Cerco à Assembleia do RJ
Depois de
um começo de manifestação pacífico, a polícia e uma pequena parte dos
mais de 50 mil manifestantes entraram em confronto na noite desta
segunda-feira durante os protestos contra o aumento da passagem no Rio
de Janeiro. O enfrentamento aconteceu em frente à Assembleia do Estado
do Rio de Janeiro (Alerj), que recebeu forte policiamento para evitar
pichações. Os manifestantes fizeram fogueiras nas imediações do prédio e
atearam fogo em dois carros, um no estacionamento funcional da
Assembleia Legislativa e outro atrás da Alerj. Pelo menos 15 focos de
incêndio foram contados pela reportagem do Terra. No fim da noite, um
grupo de manifestantes conseguiu invadir o prédio da Alerj, quebrou
janelas, ateou fogo na porta e tirou cadeiras de dentro do edifício.

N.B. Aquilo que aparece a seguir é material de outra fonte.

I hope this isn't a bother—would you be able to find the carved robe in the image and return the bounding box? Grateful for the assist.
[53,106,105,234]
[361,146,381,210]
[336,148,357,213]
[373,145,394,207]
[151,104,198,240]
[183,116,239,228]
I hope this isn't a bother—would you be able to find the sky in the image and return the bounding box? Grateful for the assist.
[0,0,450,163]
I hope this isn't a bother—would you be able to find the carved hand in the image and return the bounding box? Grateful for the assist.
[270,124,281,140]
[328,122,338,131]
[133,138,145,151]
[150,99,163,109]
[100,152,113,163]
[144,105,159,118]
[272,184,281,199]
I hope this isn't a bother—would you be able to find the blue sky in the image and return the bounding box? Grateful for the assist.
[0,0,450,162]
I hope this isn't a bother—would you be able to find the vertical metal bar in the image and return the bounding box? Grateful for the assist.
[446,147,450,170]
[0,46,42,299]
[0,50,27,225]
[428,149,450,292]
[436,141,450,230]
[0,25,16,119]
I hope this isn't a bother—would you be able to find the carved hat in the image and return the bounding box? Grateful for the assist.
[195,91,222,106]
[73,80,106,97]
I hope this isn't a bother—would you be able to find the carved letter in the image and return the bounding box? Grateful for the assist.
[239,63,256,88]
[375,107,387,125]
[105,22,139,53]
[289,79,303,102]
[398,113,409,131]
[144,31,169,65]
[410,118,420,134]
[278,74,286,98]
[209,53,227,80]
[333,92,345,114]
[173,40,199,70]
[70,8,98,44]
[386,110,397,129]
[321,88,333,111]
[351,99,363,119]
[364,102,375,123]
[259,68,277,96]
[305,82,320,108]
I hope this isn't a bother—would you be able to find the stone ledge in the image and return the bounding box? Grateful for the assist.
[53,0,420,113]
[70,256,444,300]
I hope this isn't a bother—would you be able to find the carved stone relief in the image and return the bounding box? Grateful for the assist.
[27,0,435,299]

Dezenas de PMs e funcionários ficaram presos dentro da
Alerj, cercada por manifestantes. Eles negociaram com os que protestavam
para sair com os policiais que ficaram feridos durante a invasão.
Oficialmente, cinco estão machucados, mas havia informações de que até
20 PMs estariam feridos. Por volta das 23h15, a Tropa de Choque chegou
ao local e usou bombas de gás lacrimogênio. Às 23h45, os policiais
conseguiram deixar a Alerj.
Funcionários dizem que havia mais de 100 pessoas dentro
do prédio. "Ficamos numa sala no segundo andar, presos. Eles jogavam
muitas pedras do lado de fora. Está tudo arrebentado, janelas, portas.
Algumas pessoas entraram em pânico. Tinham três PMs feridos com a gente.
Nunca imaginei que pudesse acontecer isso. Eles quebraram tudo, é uma
pena", disse o supervisor dos ascensoristas, Robert Rodrigues.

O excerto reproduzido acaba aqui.